À lire, à écouter ou à regarder les journalistes français, je me demande toujours ce qui, chez nombre d'entre eux, l'emporte de l'ignorance et de la sottise.
L'épisode du départ éclair pour Berlin de notre président, à peine entré en fonction, afin d'y rencontrer Angela Merkel fait couler beaucoup d'encre et de salive, et ce n'est pas fini. Certains ont même leurs hypothèses, d'autres leurs conseils sur ce que l'un dira ou devrait dire à l'autre; des organes de presse ont même fait appel à des spécialistes de l'économie, de la finance, la politique, pour imaginer, en particulier, les arguments de notre président qu'ils jugent sans doute trop fraîchement émoulu pour trouver lui-même des fondements à ses points de vue.

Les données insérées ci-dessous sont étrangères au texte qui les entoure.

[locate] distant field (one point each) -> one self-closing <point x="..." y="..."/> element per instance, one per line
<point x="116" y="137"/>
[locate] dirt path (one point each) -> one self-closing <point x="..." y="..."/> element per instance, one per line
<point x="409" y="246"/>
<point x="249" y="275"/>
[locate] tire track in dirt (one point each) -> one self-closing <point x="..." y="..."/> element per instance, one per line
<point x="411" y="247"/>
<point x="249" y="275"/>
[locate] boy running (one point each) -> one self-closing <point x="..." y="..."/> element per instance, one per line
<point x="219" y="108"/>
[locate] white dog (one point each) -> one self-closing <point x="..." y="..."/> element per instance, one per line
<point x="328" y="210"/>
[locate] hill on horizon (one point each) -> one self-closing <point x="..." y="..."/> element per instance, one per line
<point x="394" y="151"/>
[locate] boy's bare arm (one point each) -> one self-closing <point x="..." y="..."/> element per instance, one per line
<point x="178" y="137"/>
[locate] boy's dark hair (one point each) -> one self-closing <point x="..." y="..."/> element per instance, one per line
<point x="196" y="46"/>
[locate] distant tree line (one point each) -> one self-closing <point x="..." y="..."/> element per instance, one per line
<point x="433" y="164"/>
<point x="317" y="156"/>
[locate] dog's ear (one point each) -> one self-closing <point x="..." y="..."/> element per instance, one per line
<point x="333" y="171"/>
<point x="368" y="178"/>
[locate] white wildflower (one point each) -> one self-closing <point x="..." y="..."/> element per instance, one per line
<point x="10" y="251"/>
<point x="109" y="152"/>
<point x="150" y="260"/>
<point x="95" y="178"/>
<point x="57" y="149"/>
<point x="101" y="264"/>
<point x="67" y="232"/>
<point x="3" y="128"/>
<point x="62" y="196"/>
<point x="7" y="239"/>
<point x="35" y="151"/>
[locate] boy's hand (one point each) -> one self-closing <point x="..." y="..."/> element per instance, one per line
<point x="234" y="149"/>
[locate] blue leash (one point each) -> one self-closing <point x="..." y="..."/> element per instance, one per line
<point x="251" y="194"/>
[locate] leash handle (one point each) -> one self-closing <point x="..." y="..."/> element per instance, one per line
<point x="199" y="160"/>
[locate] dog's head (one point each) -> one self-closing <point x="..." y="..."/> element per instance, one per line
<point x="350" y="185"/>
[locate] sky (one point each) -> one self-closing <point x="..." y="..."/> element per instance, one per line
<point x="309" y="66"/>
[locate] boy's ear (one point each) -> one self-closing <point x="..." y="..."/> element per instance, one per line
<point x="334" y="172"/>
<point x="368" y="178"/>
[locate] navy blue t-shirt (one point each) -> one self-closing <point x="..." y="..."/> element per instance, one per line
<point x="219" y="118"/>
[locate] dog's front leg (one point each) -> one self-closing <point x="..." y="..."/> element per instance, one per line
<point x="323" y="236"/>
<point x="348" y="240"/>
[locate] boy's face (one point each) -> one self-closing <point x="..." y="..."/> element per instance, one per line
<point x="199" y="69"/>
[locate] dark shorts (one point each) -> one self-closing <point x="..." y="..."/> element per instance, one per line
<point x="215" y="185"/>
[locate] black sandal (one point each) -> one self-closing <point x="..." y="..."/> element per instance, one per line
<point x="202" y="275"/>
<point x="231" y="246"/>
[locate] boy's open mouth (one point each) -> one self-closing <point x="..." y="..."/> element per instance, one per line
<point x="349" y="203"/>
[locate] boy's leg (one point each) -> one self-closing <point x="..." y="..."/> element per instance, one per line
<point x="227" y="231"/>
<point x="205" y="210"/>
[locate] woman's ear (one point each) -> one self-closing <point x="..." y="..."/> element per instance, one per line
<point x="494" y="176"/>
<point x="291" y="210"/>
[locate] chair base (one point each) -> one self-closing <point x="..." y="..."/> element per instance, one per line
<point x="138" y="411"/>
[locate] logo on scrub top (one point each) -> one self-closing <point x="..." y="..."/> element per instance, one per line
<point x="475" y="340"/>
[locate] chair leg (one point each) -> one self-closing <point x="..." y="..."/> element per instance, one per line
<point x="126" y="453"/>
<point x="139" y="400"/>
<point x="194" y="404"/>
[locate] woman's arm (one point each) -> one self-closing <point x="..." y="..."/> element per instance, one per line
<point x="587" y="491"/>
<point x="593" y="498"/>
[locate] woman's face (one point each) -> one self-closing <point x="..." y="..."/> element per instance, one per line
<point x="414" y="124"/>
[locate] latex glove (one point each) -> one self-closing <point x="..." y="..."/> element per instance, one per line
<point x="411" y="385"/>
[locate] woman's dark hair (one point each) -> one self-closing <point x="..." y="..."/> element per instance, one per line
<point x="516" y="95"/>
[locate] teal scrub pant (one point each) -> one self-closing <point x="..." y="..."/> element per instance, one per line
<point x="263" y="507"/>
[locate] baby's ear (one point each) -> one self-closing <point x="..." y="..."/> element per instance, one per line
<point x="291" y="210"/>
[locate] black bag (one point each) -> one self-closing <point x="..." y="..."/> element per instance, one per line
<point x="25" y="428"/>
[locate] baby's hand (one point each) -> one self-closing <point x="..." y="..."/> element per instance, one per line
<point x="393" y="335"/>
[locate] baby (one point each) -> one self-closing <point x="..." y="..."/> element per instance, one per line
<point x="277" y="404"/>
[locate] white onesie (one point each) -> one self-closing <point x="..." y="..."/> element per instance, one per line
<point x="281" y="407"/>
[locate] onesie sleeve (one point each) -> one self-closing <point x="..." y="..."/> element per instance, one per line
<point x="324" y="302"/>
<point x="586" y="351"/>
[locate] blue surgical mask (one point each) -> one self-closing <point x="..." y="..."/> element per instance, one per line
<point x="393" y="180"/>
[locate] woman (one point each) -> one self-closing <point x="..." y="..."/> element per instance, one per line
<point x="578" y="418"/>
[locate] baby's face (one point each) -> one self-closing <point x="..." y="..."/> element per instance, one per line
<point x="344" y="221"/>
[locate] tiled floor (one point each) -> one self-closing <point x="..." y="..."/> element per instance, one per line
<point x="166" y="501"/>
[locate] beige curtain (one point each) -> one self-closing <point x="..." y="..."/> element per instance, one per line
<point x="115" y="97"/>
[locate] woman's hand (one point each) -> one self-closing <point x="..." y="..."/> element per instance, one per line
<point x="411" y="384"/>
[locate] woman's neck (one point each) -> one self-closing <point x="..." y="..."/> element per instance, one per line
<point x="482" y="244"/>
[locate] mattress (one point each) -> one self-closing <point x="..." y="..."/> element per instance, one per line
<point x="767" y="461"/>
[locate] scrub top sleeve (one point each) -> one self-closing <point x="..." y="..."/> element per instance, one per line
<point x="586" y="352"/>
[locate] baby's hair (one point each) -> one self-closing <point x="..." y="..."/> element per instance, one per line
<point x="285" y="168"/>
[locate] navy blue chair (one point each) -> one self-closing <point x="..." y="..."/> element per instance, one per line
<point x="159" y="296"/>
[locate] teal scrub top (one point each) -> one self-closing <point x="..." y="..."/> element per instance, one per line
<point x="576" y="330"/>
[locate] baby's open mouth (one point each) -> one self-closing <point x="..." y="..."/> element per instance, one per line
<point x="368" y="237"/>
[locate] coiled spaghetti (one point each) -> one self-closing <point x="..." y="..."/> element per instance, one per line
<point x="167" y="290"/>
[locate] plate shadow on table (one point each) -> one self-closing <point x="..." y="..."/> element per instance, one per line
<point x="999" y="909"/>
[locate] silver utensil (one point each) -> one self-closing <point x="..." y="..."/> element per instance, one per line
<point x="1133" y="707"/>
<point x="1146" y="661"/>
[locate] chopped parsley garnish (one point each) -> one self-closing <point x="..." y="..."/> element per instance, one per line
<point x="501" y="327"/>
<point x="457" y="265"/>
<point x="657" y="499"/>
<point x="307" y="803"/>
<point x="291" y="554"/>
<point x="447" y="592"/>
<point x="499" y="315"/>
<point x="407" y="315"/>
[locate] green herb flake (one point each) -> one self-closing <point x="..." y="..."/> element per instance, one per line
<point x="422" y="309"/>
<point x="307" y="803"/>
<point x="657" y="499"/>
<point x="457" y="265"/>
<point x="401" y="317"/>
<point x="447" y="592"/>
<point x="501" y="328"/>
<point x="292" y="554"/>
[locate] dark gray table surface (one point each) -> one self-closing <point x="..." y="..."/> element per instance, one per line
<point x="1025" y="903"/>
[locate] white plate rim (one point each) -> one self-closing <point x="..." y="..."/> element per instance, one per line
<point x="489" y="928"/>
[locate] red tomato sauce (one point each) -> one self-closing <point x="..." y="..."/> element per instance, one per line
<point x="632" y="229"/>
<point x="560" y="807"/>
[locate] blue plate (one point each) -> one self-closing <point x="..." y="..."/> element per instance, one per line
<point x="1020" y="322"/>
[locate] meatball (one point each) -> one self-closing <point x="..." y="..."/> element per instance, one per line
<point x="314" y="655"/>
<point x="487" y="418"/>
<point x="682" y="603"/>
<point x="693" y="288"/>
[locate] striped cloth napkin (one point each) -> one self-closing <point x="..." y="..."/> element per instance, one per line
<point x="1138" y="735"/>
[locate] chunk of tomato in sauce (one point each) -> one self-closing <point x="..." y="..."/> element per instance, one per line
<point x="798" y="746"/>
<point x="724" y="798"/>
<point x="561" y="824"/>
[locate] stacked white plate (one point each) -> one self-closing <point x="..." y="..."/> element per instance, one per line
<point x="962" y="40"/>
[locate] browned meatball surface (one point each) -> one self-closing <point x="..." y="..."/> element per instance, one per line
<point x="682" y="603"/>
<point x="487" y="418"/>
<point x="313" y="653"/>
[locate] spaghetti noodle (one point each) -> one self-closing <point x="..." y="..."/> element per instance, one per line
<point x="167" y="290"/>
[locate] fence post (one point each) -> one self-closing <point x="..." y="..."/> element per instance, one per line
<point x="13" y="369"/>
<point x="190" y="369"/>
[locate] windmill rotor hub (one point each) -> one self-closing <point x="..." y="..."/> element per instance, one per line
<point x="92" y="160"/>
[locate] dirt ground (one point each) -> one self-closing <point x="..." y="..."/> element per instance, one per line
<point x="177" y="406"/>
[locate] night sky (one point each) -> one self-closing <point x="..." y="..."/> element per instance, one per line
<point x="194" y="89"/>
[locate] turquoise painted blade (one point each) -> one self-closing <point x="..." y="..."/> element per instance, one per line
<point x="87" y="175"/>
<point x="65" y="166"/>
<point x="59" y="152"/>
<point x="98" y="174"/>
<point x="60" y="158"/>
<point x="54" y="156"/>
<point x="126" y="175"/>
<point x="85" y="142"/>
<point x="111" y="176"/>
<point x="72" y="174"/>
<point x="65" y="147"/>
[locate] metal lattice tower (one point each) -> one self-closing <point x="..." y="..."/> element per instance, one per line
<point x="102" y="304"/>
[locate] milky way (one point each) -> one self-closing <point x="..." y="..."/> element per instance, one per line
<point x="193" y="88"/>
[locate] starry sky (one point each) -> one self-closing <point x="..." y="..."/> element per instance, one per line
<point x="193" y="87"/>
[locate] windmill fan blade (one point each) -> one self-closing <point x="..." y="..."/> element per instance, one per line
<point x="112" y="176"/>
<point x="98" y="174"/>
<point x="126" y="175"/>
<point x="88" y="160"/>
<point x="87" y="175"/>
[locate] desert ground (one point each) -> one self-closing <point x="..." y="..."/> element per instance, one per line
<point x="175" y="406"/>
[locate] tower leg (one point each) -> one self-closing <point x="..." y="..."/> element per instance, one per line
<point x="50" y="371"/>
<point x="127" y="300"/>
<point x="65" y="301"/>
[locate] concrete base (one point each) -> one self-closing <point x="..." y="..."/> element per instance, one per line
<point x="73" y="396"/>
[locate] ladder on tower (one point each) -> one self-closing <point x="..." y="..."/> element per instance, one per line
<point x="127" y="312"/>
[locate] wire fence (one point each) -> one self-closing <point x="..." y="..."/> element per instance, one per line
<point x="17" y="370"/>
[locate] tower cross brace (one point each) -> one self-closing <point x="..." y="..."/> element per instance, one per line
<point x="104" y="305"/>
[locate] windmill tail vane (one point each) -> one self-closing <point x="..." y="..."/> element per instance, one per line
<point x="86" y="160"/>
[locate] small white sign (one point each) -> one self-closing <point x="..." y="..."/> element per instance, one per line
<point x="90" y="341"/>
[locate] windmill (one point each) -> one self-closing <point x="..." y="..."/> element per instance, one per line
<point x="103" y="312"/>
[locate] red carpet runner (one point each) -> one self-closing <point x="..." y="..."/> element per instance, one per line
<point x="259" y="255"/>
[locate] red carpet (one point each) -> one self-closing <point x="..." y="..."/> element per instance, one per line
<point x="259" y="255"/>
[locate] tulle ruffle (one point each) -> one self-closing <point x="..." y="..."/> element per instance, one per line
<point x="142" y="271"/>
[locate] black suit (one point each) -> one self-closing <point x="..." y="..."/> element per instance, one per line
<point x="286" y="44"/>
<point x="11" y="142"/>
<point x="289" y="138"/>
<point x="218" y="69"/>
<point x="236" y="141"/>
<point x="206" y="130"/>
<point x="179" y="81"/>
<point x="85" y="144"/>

Il est certain que les choses ont bien changé, et de façon très inattendue pour la plupart de ces augures patentés, depuis le moment où l'on saluait unanimement le règne de Merkozy sur l'Europe. La chancelière (ce mot, au féminin, m'amuse toujours par les évocations sémantiques qu'il suscite inévitablement) a perdu de ses superbes certitudes qui ravalaient notre président au rôle de bambin, quêtant sans cesse, d'un oeil inquiet, l'approbation de la maîtresse ; désormais, en dépit des apparences, les élections qui se profilent en RFA "sapent les fondements encore mal assurés" d'Angela!.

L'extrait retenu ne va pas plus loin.